I was wonderin' what I was missin'. I looked at that photo up close tryin' to figure out what was so darn funny. Couldn't figure it out now I know he changed it before I had a chance to see it.


----------



## JasonF (Dec 30, 2009)

DRB1313 said:


> Hey, Going back to post #12, what's going on with the 70?



I think the card reader is messed up. Sometimes when taking pictures, the camera will interupt and tell me to change or format my card?  I then have to take out the card and put it back in for it to work again?  Strange!
I took 105 shots at the beach on Monday and about 50 of those ended up corrupted and lost.  It happens with all my cards so it's gotta be a camera issue.  I'm sure Nikon will charge me more than the camera's worth to get fixed so I'm just going to deal with it for now.
It's got some milage on it so maybe it's time is near?   All the more reason to upgrade to a D90!


----------



## DRB1313 (Dec 30, 2009)

Crickett said:


> I was wonderin' what I was missin'. I looked at that photo up close tryin' to figure out what was so darn funny. Couldn't figure it out now I know he changed it before I had a chance to see it.


It's there, just keep looking!


----------



## wvdawg (Dec 30, 2009)

I'm glad ya tucked in that shirt DRB!  That other scary image might have kept me awake tonight.


----------



## JasonF (Dec 30, 2009)

Crickett said:


> I was wonderin' what I was missin'. I looked at that photo up close tryin' to figure out what was so darn funny. Couldn't figure it out now I know he changed it before I had a chance to see it.



I captured Myself sportn' a pink thong while we were shooting at Moccasin Creek S.P. this last year.  He covered it up since I've posted the shot. 
Mods!!!


----------



## DRB1313 (Dec 30, 2009)

JasonF said:


> I think the card reader is messed up.
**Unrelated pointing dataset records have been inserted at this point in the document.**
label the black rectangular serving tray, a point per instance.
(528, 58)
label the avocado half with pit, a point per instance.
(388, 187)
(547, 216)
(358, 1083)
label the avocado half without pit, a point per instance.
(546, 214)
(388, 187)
Sometimes when taking pictures, the camera will interupt and tell me to change or format my card?  I then have to take out the card and put it back in for it to work again?  Strange!
> I took 105 shots at the beach on Monday and about 50 of those ended up corrupted and lost.  It happens with all my cards so it's gotta be a camera issue.  I'm sure Nikon will charge me more than the camera's worth to get fixed so I'm just going to deal with it for now.
> It's got some milage on it so maybe it's time is near?   All the more reason to upgrade to a D90!



Well I hope an upgrade is in your future soon, cause we can't do without your pics for long!!


----------



## JasonF (Dec 30, 2009)

JasonF said:


> I captured Myself sportn' a pink thong while we were shooting at Moccasin Creek S.P. this last year.  He covered it up since I've posted the shot.
> Mods!!!




Dude!  Too funny!!!
*rolls on the floor*


----------



## DRB1313 (Dec 30, 2009)

Just glad to see you are keeping the facts straight.


----------



## Crickett (Dec 30, 2009)

Man y'all are crackin' me up!!!


----------



## DRB1313 (Dec 30, 2009)

A little humor never hurts!!  Well, unless you have a broke rib or something


----------